Still, she made an effort to be civil.

“Do you mean to tell me,” she said, looking round the enormous kitchen, “that there are only the two of you left to run this house?”

“The house and the livestock and garden,” I agreed, stifling a yawn with a jam-spread bannock. “And the butchering.”

“And the bees,” Fanny put in helpfully. “And all of Mrs. Fraser’s medicines to be made, and all the people she puts back togeth … Er … all the people she helps,” she ended, rather more tactfully than she’d begun.

“And the cleaning, too, of course,” Elspeth added, looking thoughtfully at the expanse of foot-marked wooden flooring that disappeared into shadow at the far end of the room. She glanced at me in a way I recognized at once: diagnosis.

Whatever she saw, she was tactful enough to keep it to herself, but she took the whisky bottle I pushed in her direction, nodded her thanks, and said, “I owe you a great deal, Mrs. Fraser. Please allow me to repay you—in part—by sending down one of my son’s lieutenants to take care of the more … manly chores, while your husband is away. Two of them will be coming next week, to stay with us for a time.”

I opened my mouth to refuse politely, but then met her eye—firm, but kindly—and then Fanny’s, pleading and hopeful.

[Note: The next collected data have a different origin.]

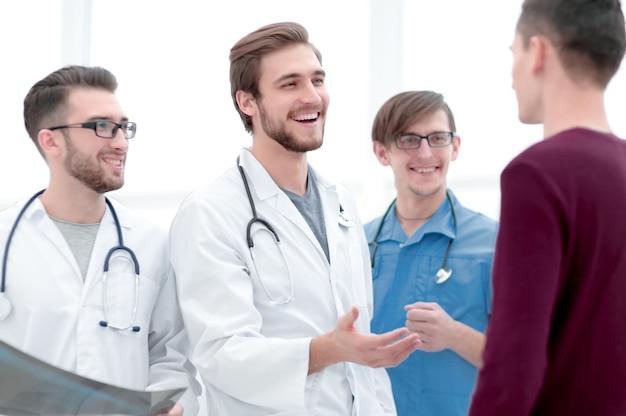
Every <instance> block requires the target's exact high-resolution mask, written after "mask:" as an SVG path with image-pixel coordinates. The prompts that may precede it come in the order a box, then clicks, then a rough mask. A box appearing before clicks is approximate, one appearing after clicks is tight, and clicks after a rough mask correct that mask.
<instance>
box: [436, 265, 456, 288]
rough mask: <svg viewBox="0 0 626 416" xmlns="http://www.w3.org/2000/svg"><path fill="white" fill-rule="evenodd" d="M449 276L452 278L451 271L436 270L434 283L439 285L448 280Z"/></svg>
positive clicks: (451, 271) (439, 269) (444, 269)
mask: <svg viewBox="0 0 626 416" xmlns="http://www.w3.org/2000/svg"><path fill="white" fill-rule="evenodd" d="M450 276H452V269H449V268H447V267H446V268H443V267H442V268H441V269H439V270H437V274H435V283H437V284H438V285H440V284H442V283H443V282H445V281H446V280H448V279H449V278H450Z"/></svg>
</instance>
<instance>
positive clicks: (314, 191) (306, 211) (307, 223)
mask: <svg viewBox="0 0 626 416" xmlns="http://www.w3.org/2000/svg"><path fill="white" fill-rule="evenodd" d="M316 182H317V181H316V179H315V175H314V174H313V171H312V170H311V168H310V167H309V170H308V181H307V186H306V194H304V196H300V195H298V194H294V193H293V192H291V191H288V190H286V189H283V192H284V193H285V194H286V195H287V196H288V197H289V199H291V202H293V204H294V205H295V206H296V208H298V211H300V214H302V216H303V217H304V219H305V221H306V222H307V224H309V227H311V230H312V231H313V234H315V237H316V238H317V241H319V243H320V245H321V246H322V249H323V250H324V254H326V260H328V262H330V255H329V253H328V237H327V236H326V223H325V222H324V209H323V208H322V200H321V199H320V194H319V190H318V189H317V186H316ZM281 189H282V188H281Z"/></svg>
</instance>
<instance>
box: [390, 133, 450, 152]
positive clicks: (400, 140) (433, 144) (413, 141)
mask: <svg viewBox="0 0 626 416" xmlns="http://www.w3.org/2000/svg"><path fill="white" fill-rule="evenodd" d="M453 137H454V133H453V132H451V131H436V132H434V133H430V134H429V135H427V136H420V135H419V134H415V133H405V134H401V135H400V136H398V137H394V138H392V140H393V141H394V142H396V147H397V148H398V149H404V150H406V149H417V148H419V147H420V145H421V144H422V139H426V141H427V142H428V145H429V146H430V147H443V146H447V145H449V144H450V143H452V138H453Z"/></svg>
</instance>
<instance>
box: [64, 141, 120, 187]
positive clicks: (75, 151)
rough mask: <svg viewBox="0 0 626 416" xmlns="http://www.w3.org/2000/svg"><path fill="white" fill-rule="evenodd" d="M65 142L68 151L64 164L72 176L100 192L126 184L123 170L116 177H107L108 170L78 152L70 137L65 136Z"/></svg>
mask: <svg viewBox="0 0 626 416" xmlns="http://www.w3.org/2000/svg"><path fill="white" fill-rule="evenodd" d="M65 143H66V144H67V151H68V153H67V157H66V158H65V163H64V164H65V170H66V171H67V172H68V173H69V175H70V176H72V177H73V178H76V179H78V180H79V181H80V182H81V183H83V184H84V185H85V186H87V187H88V188H90V189H92V190H93V191H95V192H97V193H99V194H104V193H106V192H109V191H115V190H117V189H120V188H121V187H122V186H123V185H124V172H123V171H122V172H120V175H119V176H117V177H115V178H107V175H106V172H104V170H103V169H102V168H101V167H100V166H97V165H94V164H93V162H91V161H90V160H89V159H88V158H87V157H85V156H84V155H81V154H80V153H79V152H78V149H76V147H75V146H74V145H73V144H72V141H71V140H70V139H69V137H65Z"/></svg>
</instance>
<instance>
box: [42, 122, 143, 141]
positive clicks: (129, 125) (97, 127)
mask: <svg viewBox="0 0 626 416" xmlns="http://www.w3.org/2000/svg"><path fill="white" fill-rule="evenodd" d="M68 128H78V129H91V130H93V131H94V132H95V133H96V136H98V137H102V138H104V139H112V138H113V137H115V134H116V133H117V130H119V129H122V132H123V133H124V137H126V139H132V138H133V137H135V133H136V132H137V124H136V123H133V122H132V121H124V122H123V123H121V124H118V123H116V122H114V121H109V120H98V121H88V122H87V123H76V124H66V125H65V126H56V127H50V128H48V130H58V129H68Z"/></svg>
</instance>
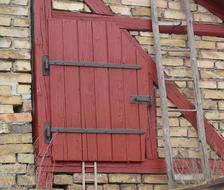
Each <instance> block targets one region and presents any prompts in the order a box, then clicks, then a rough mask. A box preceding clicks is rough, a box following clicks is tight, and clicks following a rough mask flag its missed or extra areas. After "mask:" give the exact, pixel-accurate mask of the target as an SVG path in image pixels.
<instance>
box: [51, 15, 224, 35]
mask: <svg viewBox="0 0 224 190" xmlns="http://www.w3.org/2000/svg"><path fill="white" fill-rule="evenodd" d="M52 15H53V17H54V18H66V19H82V20H91V21H96V20H97V21H109V22H115V23H116V24H117V25H118V26H119V28H121V29H127V30H136V31H152V24H151V23H152V22H151V20H150V19H140V18H130V17H125V16H103V15H102V16H99V15H94V14H84V13H66V12H59V11H53V12H52ZM160 32H161V33H170V34H186V33H187V30H186V26H160ZM194 32H195V34H196V35H199V36H217V37H224V26H223V25H215V24H199V23H194Z"/></svg>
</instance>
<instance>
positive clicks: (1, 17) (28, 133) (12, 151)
mask: <svg viewBox="0 0 224 190" xmlns="http://www.w3.org/2000/svg"><path fill="white" fill-rule="evenodd" d="M30 28H31V25H30V1H29V0H0V189H7V190H8V189H12V190H16V189H28V188H32V187H33V186H35V174H34V155H33V140H32V125H31V122H32V116H31V110H32V105H31V81H32V76H31V53H30V52H31V40H30V39H31V35H30Z"/></svg>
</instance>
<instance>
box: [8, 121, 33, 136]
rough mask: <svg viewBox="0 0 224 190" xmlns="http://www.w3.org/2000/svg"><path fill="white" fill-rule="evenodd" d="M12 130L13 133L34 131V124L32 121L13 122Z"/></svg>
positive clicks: (10, 129) (11, 125)
mask: <svg viewBox="0 0 224 190" xmlns="http://www.w3.org/2000/svg"><path fill="white" fill-rule="evenodd" d="M10 130H11V132H12V133H19V134H24V133H32V125H31V124H30V123H26V124H11V126H10Z"/></svg>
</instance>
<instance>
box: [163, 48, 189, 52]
mask: <svg viewBox="0 0 224 190" xmlns="http://www.w3.org/2000/svg"><path fill="white" fill-rule="evenodd" d="M161 50H162V51H176V52H189V51H191V49H190V48H161Z"/></svg>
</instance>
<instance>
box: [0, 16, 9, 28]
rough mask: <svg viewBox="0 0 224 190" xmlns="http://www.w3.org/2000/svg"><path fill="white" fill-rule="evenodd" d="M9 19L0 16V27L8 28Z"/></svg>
mask: <svg viewBox="0 0 224 190" xmlns="http://www.w3.org/2000/svg"><path fill="white" fill-rule="evenodd" d="M10 24H11V18H10V17H6V16H0V25H1V26H10Z"/></svg>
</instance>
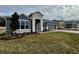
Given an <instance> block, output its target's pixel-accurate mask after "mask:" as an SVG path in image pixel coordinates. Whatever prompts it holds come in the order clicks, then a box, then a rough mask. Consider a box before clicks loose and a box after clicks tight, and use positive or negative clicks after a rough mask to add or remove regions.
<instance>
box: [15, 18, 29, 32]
mask: <svg viewBox="0 0 79 59" xmlns="http://www.w3.org/2000/svg"><path fill="white" fill-rule="evenodd" d="M21 21H24V22H25V25H24V26H26V22H28V24H27V25H28V29H26V27H25V28H24V29H21ZM19 22H20V27H19V29H17V30H16V31H14V33H30V32H31V22H30V20H26V19H19Z"/></svg>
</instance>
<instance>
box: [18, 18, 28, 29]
mask: <svg viewBox="0 0 79 59" xmlns="http://www.w3.org/2000/svg"><path fill="white" fill-rule="evenodd" d="M22 21H24V22H25V23H24V29H26V21H29V20H24V19H21V20H19V22H20V26H19V29H21V22H22Z"/></svg>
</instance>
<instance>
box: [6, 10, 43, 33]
mask: <svg viewBox="0 0 79 59" xmlns="http://www.w3.org/2000/svg"><path fill="white" fill-rule="evenodd" d="M18 21H19V25H20V26H19V28H18V29H17V30H16V31H14V33H24V32H25V33H27V32H29V33H30V32H42V31H43V14H42V13H40V12H39V11H36V12H33V13H31V14H30V15H28V16H26V15H25V14H21V15H19V20H18ZM10 24H11V19H10V17H8V18H7V19H6V34H11V32H12V31H11V28H10Z"/></svg>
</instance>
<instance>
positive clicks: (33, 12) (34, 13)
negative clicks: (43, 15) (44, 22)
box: [29, 11, 43, 17]
mask: <svg viewBox="0 0 79 59" xmlns="http://www.w3.org/2000/svg"><path fill="white" fill-rule="evenodd" d="M36 13H39V14H40V15H41V16H43V14H42V13H40V12H39V11H36V12H33V13H31V14H30V15H29V17H31V16H32V15H33V14H36Z"/></svg>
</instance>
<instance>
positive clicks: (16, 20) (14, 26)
mask: <svg viewBox="0 0 79 59" xmlns="http://www.w3.org/2000/svg"><path fill="white" fill-rule="evenodd" d="M18 19H19V15H18V14H17V12H15V13H14V14H13V15H12V16H11V24H10V27H11V30H12V35H13V31H15V30H16V29H18V28H19V22H18Z"/></svg>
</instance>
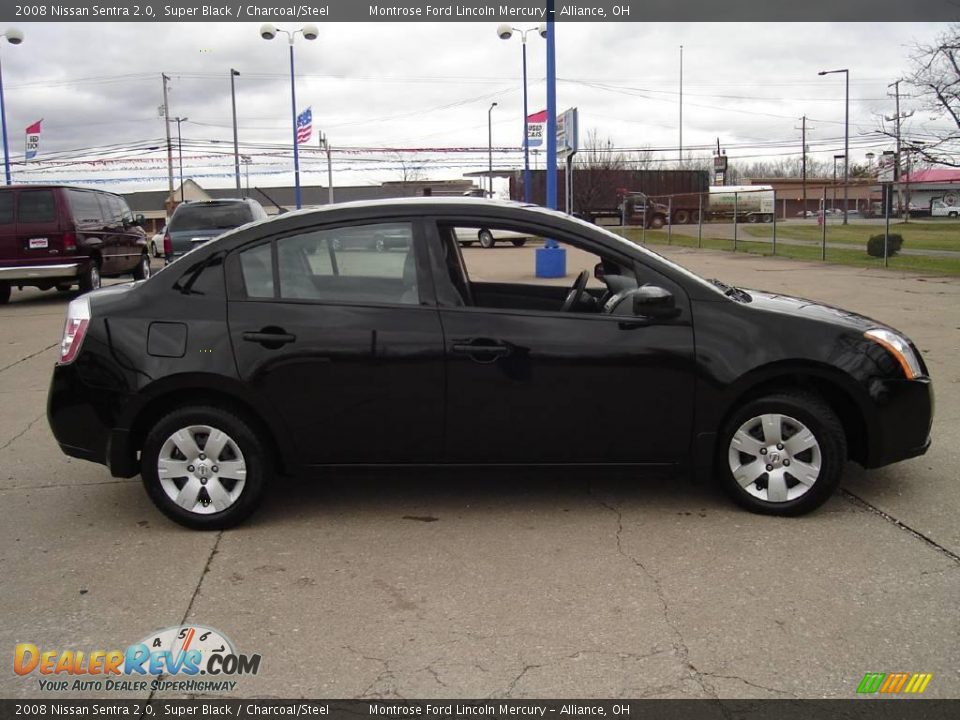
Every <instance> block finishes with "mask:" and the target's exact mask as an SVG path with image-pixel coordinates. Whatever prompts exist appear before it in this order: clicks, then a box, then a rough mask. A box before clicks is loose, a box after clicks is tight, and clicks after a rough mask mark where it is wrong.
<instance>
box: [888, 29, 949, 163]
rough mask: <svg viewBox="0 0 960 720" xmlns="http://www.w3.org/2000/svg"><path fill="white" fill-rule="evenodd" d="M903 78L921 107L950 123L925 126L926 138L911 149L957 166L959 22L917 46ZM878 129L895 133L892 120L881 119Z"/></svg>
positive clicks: (923, 157)
mask: <svg viewBox="0 0 960 720" xmlns="http://www.w3.org/2000/svg"><path fill="white" fill-rule="evenodd" d="M905 79H906V82H907V83H908V84H910V85H912V86H913V87H914V88H916V92H915V97H916V98H917V99H918V100H919V101H920V109H922V110H924V111H926V112H930V113H933V114H934V116H935V117H936V118H942V119H945V120H947V121H948V124H949V127H947V128H944V129H942V130H928V131H927V137H925V142H924V143H923V144H922V145H920V146H919V147H917V148H916V149H915V150H914V152H916V153H917V154H918V155H919V156H921V157H922V158H923V159H924V160H925V161H927V162H929V163H933V164H939V165H949V166H951V167H960V154H958V151H960V146H958V144H957V143H958V142H960V23H954V24H952V25H950V26H949V27H948V28H947V30H946V31H944V32H943V34H941V35H940V36H939V37H938V38H937V39H936V41H935V42H934V43H933V44H929V45H917V46H916V48H915V52H914V55H913V57H912V59H911V72H910V74H909V75H908V76H907V77H906V78H905ZM893 122H895V121H893ZM881 132H883V133H884V134H885V135H888V136H889V137H896V130H895V128H894V127H893V123H892V122H891V121H886V122H884V121H883V120H882V121H881ZM907 145H909V143H908V144H907Z"/></svg>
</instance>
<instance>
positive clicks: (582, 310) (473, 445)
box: [437, 227, 694, 464]
mask: <svg viewBox="0 0 960 720" xmlns="http://www.w3.org/2000/svg"><path fill="white" fill-rule="evenodd" d="M518 230H519V231H520V232H521V234H524V233H523V230H522V229H518V228H515V227H512V228H510V231H511V232H514V233H515V232H517V231H518ZM504 232H506V231H504ZM437 234H438V237H439V239H440V241H441V242H443V238H444V237H450V234H449V232H448V230H446V229H440V230H439V231H438V233H437ZM495 234H496V233H495ZM526 234H527V235H528V236H529V238H530V241H531V242H529V243H527V247H509V246H506V244H505V243H504V244H502V247H500V248H499V249H497V250H485V249H480V248H465V249H464V250H463V251H462V254H460V253H457V255H459V256H460V257H462V258H463V264H464V265H465V266H466V268H467V277H466V279H465V280H464V279H461V280H460V281H459V282H455V283H454V284H455V285H459V286H460V288H459V289H458V290H457V294H458V295H459V296H460V298H461V299H462V304H460V302H459V301H458V302H454V303H447V305H448V306H446V307H442V308H441V313H440V317H441V321H442V323H443V330H444V336H445V343H446V357H447V385H448V394H447V398H448V399H447V435H446V438H447V440H446V452H447V460H448V461H450V462H463V463H508V464H514V463H520V464H523V463H587V464H594V463H650V464H660V463H673V462H677V461H679V460H681V459H683V458H684V457H685V456H686V455H687V454H688V452H689V447H690V438H691V428H692V420H693V399H694V398H693V392H694V374H693V367H694V345H693V329H692V325H691V319H690V318H691V316H690V309H689V304H688V301H687V299H686V296H685V295H684V294H683V291H682V290H681V289H680V288H679V287H678V286H676V285H674V284H672V283H670V284H669V289H670V291H671V292H673V293H674V296H675V300H676V308H677V314H676V315H675V316H673V317H671V318H669V319H663V320H659V321H658V320H653V319H638V318H636V317H634V316H633V315H632V313H631V314H629V315H626V316H625V315H620V314H606V313H604V312H603V304H604V303H605V301H607V300H608V299H609V297H611V292H610V289H611V288H612V289H614V290H617V289H618V288H619V287H620V286H619V285H618V284H617V283H615V282H614V280H613V279H612V278H611V279H610V280H609V281H608V282H609V285H610V287H605V283H604V282H603V281H602V280H601V279H600V278H593V279H592V280H591V281H590V282H591V284H590V285H588V286H587V287H586V289H585V292H584V294H583V298H582V299H581V301H580V302H578V303H576V305H575V306H573V307H571V308H569V309H567V310H562V309H561V308H562V307H563V306H564V304H565V300H566V299H567V298H568V295H569V289H570V288H569V285H571V284H572V282H573V278H575V277H577V276H578V274H579V273H580V272H581V271H582V270H587V271H588V272H589V273H590V274H591V275H593V273H594V272H596V271H595V267H596V266H597V264H598V263H599V264H600V265H602V266H605V267H606V268H607V269H608V271H610V272H611V273H616V274H617V277H618V278H625V279H623V280H619V281H618V282H620V283H629V282H636V281H637V278H636V277H635V276H634V277H632V278H631V277H630V276H631V275H634V273H635V271H634V269H633V268H632V267H631V264H632V263H631V262H629V261H624V259H623V258H605V257H600V256H598V255H595V254H593V253H591V252H584V251H583V250H582V249H578V248H577V247H576V246H572V245H570V246H568V247H567V248H566V253H567V254H566V260H567V270H568V273H567V277H566V278H564V279H562V280H561V281H557V282H554V283H553V284H551V282H550V281H539V282H534V281H533V278H532V275H533V269H534V253H535V250H532V249H531V248H530V247H529V246H530V245H531V244H532V245H540V244H542V239H541V238H540V237H538V236H537V232H536V231H531V232H530V233H526ZM508 237H509V236H508ZM451 252H454V253H456V249H455V248H453V249H451V250H448V251H447V253H446V256H447V257H448V258H449V257H451ZM508 256H509V257H508ZM597 274H600V275H601V276H602V272H600V273H597ZM474 278H482V280H476V279H474ZM653 279H654V278H653V277H651V276H650V275H649V274H648V275H647V276H645V277H643V278H642V281H644V282H646V281H650V280H653ZM658 282H663V283H664V284H667V281H666V280H665V279H662V278H660V279H659V280H658ZM437 294H438V298H442V297H443V294H442V293H441V290H440V281H439V280H438V281H437ZM463 295H466V297H463Z"/></svg>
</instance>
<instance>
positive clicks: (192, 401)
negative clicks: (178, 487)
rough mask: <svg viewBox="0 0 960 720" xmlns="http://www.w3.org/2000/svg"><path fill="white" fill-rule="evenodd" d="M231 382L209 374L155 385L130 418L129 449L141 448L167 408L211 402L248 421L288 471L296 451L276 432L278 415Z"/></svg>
mask: <svg viewBox="0 0 960 720" xmlns="http://www.w3.org/2000/svg"><path fill="white" fill-rule="evenodd" d="M169 380H173V379H172V378H171V379H169ZM231 384H232V383H230V382H229V381H228V382H226V383H225V382H223V379H222V378H221V379H219V381H216V380H212V379H211V378H210V377H208V376H203V377H202V378H201V377H198V376H190V377H189V378H176V382H165V383H164V384H163V386H162V387H161V388H155V389H154V390H153V392H152V394H151V396H150V397H149V399H148V400H146V402H145V403H144V404H143V405H142V406H140V407H138V408H137V410H136V411H135V413H134V414H133V416H132V418H131V419H130V420H129V428H130V429H129V431H128V438H129V450H130V451H131V452H132V453H136V452H139V451H140V450H142V449H143V443H144V441H145V439H146V436H147V434H148V433H149V432H150V428H151V427H153V425H155V424H156V422H157V421H158V420H159V419H160V418H162V417H163V416H164V415H166V414H168V413H169V412H172V411H173V410H176V409H178V408H182V407H186V406H204V405H210V406H213V407H219V408H223V409H224V410H227V411H229V412H233V413H234V414H236V415H238V416H239V417H240V418H241V419H242V420H243V421H244V422H246V423H248V424H249V425H250V426H251V429H252V430H253V431H254V432H255V433H256V434H257V436H258V437H260V438H262V439H263V440H264V445H265V446H266V450H267V452H268V453H269V454H270V457H271V460H273V461H274V462H275V463H276V468H277V470H278V472H279V473H280V474H290V473H291V472H292V471H293V469H294V466H295V463H296V461H295V458H296V457H297V455H296V454H295V452H296V451H295V448H294V447H293V445H292V443H291V441H290V440H289V439H288V437H287V436H286V434H284V433H282V432H281V433H277V432H275V429H276V428H277V427H278V425H277V423H278V422H279V418H277V417H273V413H272V412H271V411H270V410H269V409H267V408H263V407H260V406H259V405H258V404H257V403H256V402H253V401H251V400H250V399H249V398H248V397H247V396H245V395H244V394H242V393H240V392H237V389H236V388H233V387H230V386H231ZM265 418H266V419H265ZM292 459H293V460H292Z"/></svg>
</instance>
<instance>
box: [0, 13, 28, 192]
mask: <svg viewBox="0 0 960 720" xmlns="http://www.w3.org/2000/svg"><path fill="white" fill-rule="evenodd" d="M0 37H5V38H6V39H7V42H8V43H10V44H11V45H19V44H20V43H22V42H23V33H22V32H20V31H19V30H17V29H16V28H10V29H9V30H7V31H6V32H5V33H3V35H2V36H0ZM0 124H2V125H3V169H4V171H5V172H6V175H7V185H9V184H10V149H9V146H8V145H7V110H6V107H5V106H4V103H3V69H2V68H0Z"/></svg>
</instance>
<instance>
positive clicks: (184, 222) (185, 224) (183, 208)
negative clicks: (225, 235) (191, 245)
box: [170, 203, 253, 232]
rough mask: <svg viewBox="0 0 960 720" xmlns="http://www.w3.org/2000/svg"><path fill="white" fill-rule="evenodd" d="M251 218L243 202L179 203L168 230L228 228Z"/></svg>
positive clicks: (239, 224) (241, 222) (221, 228)
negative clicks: (169, 228)
mask: <svg viewBox="0 0 960 720" xmlns="http://www.w3.org/2000/svg"><path fill="white" fill-rule="evenodd" d="M252 219H253V217H252V215H251V213H250V208H248V207H247V206H246V204H245V203H198V204H196V205H181V206H180V207H178V208H177V212H176V213H174V216H173V218H172V219H171V220H170V232H178V231H182V230H230V229H231V228H235V227H239V226H240V225H245V224H246V223H248V222H250V221H251V220H252Z"/></svg>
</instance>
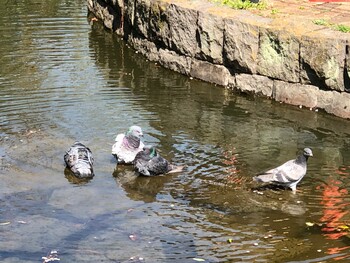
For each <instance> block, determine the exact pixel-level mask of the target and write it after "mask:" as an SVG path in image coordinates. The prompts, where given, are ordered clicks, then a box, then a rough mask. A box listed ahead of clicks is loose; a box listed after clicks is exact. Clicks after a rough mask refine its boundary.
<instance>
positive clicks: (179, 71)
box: [159, 49, 191, 75]
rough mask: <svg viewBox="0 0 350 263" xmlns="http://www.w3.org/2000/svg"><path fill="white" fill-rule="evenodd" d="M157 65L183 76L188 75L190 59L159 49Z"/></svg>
mask: <svg viewBox="0 0 350 263" xmlns="http://www.w3.org/2000/svg"><path fill="white" fill-rule="evenodd" d="M159 63H160V64H161V65H162V66H163V67H165V68H168V69H171V70H174V71H176V72H179V73H181V74H184V75H189V74H190V68H191V58H189V57H185V56H181V55H179V54H177V53H176V52H174V51H169V50H165V49H160V50H159Z"/></svg>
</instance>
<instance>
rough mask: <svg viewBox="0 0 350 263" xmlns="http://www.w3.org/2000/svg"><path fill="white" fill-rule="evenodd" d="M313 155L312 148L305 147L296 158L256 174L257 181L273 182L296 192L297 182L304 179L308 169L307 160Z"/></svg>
mask: <svg viewBox="0 0 350 263" xmlns="http://www.w3.org/2000/svg"><path fill="white" fill-rule="evenodd" d="M311 156H313V155H312V151H311V149H310V148H305V149H304V151H303V153H302V154H300V155H299V156H297V158H296V159H295V160H289V161H288V162H285V163H284V164H282V165H280V166H278V167H276V168H273V169H271V170H268V171H266V172H264V173H261V174H259V175H257V176H255V177H254V178H253V179H254V180H255V181H257V182H262V183H272V184H276V185H281V186H284V187H289V188H291V189H292V191H293V192H294V193H295V192H296V187H297V184H298V183H299V182H300V181H301V179H303V177H304V175H305V174H306V171H307V160H308V158H309V157H311Z"/></svg>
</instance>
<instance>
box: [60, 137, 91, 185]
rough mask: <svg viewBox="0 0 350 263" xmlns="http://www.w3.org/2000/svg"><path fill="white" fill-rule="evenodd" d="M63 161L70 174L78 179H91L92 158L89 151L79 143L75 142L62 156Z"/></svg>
mask: <svg viewBox="0 0 350 263" xmlns="http://www.w3.org/2000/svg"><path fill="white" fill-rule="evenodd" d="M64 161H65V163H66V165H67V167H68V168H69V169H70V170H71V171H72V173H73V174H74V175H75V176H76V177H79V178H92V177H94V172H93V169H92V165H93V163H94V158H93V156H92V153H91V150H90V149H89V148H87V147H86V146H85V145H84V144H82V143H80V142H75V143H74V144H73V145H72V146H71V147H70V148H69V150H68V151H67V152H66V154H65V155H64Z"/></svg>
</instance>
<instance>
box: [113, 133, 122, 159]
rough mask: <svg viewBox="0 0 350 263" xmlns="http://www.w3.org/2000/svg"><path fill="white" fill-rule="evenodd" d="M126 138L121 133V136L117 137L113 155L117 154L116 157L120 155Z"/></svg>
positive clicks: (119, 134)
mask: <svg viewBox="0 0 350 263" xmlns="http://www.w3.org/2000/svg"><path fill="white" fill-rule="evenodd" d="M124 136H125V135H124V134H122V133H121V134H118V135H117V137H115V143H114V144H113V146H112V154H116V155H117V154H118V152H119V151H120V148H121V146H122V143H123V139H124Z"/></svg>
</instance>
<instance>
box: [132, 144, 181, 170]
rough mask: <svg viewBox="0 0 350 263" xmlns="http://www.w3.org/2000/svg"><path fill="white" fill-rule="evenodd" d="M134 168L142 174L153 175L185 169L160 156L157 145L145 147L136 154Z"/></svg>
mask: <svg viewBox="0 0 350 263" xmlns="http://www.w3.org/2000/svg"><path fill="white" fill-rule="evenodd" d="M134 168H135V170H136V171H138V172H139V173H140V174H142V175H145V176H153V175H159V174H167V173H176V172H181V171H182V170H183V167H182V166H175V165H172V164H170V163H169V162H168V161H167V160H166V159H164V158H163V157H162V156H160V155H159V154H158V152H157V150H156V148H155V147H153V146H151V147H145V148H144V149H143V150H142V151H140V152H139V153H138V154H136V157H135V160H134Z"/></svg>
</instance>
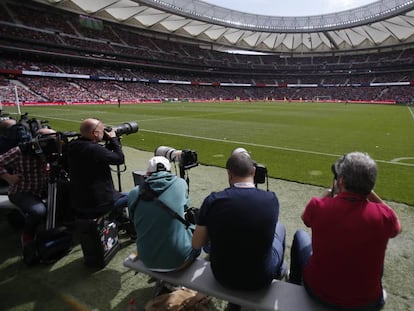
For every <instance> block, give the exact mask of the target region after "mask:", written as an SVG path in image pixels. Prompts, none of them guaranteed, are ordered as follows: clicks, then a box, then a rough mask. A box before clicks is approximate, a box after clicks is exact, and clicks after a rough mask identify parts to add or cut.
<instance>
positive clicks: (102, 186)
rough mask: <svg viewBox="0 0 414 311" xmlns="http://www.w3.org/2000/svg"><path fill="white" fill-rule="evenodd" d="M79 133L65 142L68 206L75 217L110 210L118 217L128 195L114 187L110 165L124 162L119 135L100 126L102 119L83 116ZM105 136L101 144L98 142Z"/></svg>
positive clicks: (81, 216)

“Thank you,” I said, and topped up her cup.

 

TALK WAS SMALL and desultory, and within half an hour Fanny had begun to yawn, and so had Bluebell, making a loud creaking noise when she did so.

“I think the dog wants to go to bed, Fanny,” I said, clenching my jaw to contain my own contagious yawn.

“Yes’m,” she murmured, and taking the candlestick I shoved into her hand, she wobbled slowly off to bed, Bluebell trudging in her wake with drowsy determination.

Elspeth made no move to go to bed, though I thought she must be dropping with weariness. I certainly was; too stupid with fatigue to think of any sort of conversational gambit. Luckily, none seemed to be needed. We just sat peacefully by the fire, watching the flames and listening to the wind howl through the empty attics overhead.

Suddenly, a door slammed, and we both jerked upright.

No other noise came down the stairs, though, and after a moment, my heart quit pounding.